Through his inventive style and graphic flair, Cahén quickly rose to prominence to be recognized as the most frequently published, influential, and highly-paid magazine illustrator in Canada. He was a constant contributor of illustrations that graced the covers and feature stories of our major magazines such as Maclean’s, Châtelaine, Magazine Digest, among many others. Cahén’s illustrations won many prestigious professional awards.
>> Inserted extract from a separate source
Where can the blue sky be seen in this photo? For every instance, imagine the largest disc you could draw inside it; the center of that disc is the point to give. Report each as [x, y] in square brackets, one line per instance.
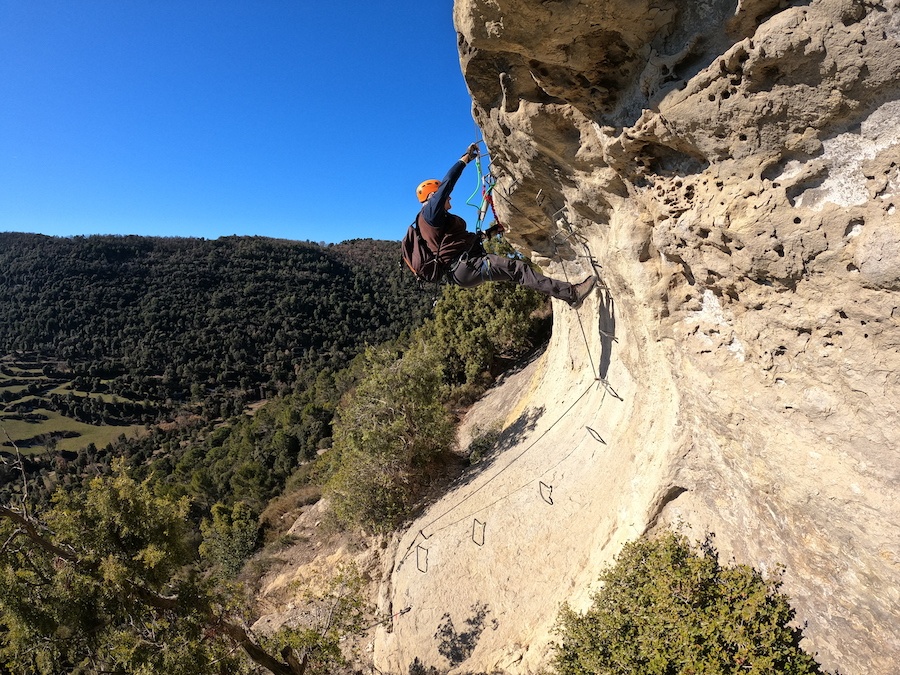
[205, 118]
His re-birth as a fine artist seems to have been ignited by his move to Toronto in 1944. Works of fine art again begin to appear in 1946 inspired by interest in a diverse set of artists from Rouault, Pellan, Picasso, Graham Sutherland, CoBrA, to the St Ives School and beyond. His artistic progression was meteoric and his output prodigious. After 1947, Cahén’s work was virtually never off public view, particularly at the Art Gallery of Ontario. His work was selected for inclusion in near every annual exhibition of the Ontario Society of Artists, the Royal Canadian Academy of Arts, the Canadian Society of Painters in Water Colour, the Canadian Society of Graphic Art, and so forth. In the last three years of his life, his work was included in 43 exhibitions, including: the 1953-54 Second Bienal de Museu de Arte de São Paulo, Brazil; a three-person show at the Art Gallery of Ontario; and a solo show at Hart House. His work was an integral part of the seminal 1953 exhibition Abstracts at Home at the Eaton’s store in Toronto. In 1954 he was a founding member, and some say leading force, towards the formation of Painters Eleven, the group most credited with the advancement of abstract art in Canada in the 1950s.
On November 26, 1956 Cahén gathered with artists and colleagues for lunch at the Arts and Letters Club on Elm Street, Toronto. The occasion was to celebrate the completion of massive mural projects by Cahén and York Wilson for the Imperial Oil Building on St Clair Avenue West. Following the event Cahén drove home to Oakville on a snowy afternoon in his beloved Studebaker Golden Hawk. He was struck and killed by a truck. On the Sunday following his death, Jack Bush, Harold Town and Walter Yarwood came out to the Cahén home. They inventoried, personally numbered, and recorded every work in the studio. They saw works, many of which have never been exhibited, even to this day. The adventurous directions that Cahén was following at the end of his life were radically different from the spirit and tone of the work of his 1956 contemporaries and associates in Painters Eleven. These pioneering works by Cahén changed the course of Canadian abstract painting in the late 1950s and 1960s.
Considered a seminal influence in the advancement of abstract art in Canada, the work of Oscar Cahén is in the permanent collections of the National Gallery of Canada, the Art Gallery of Ontario, and most leading art museums in Canada.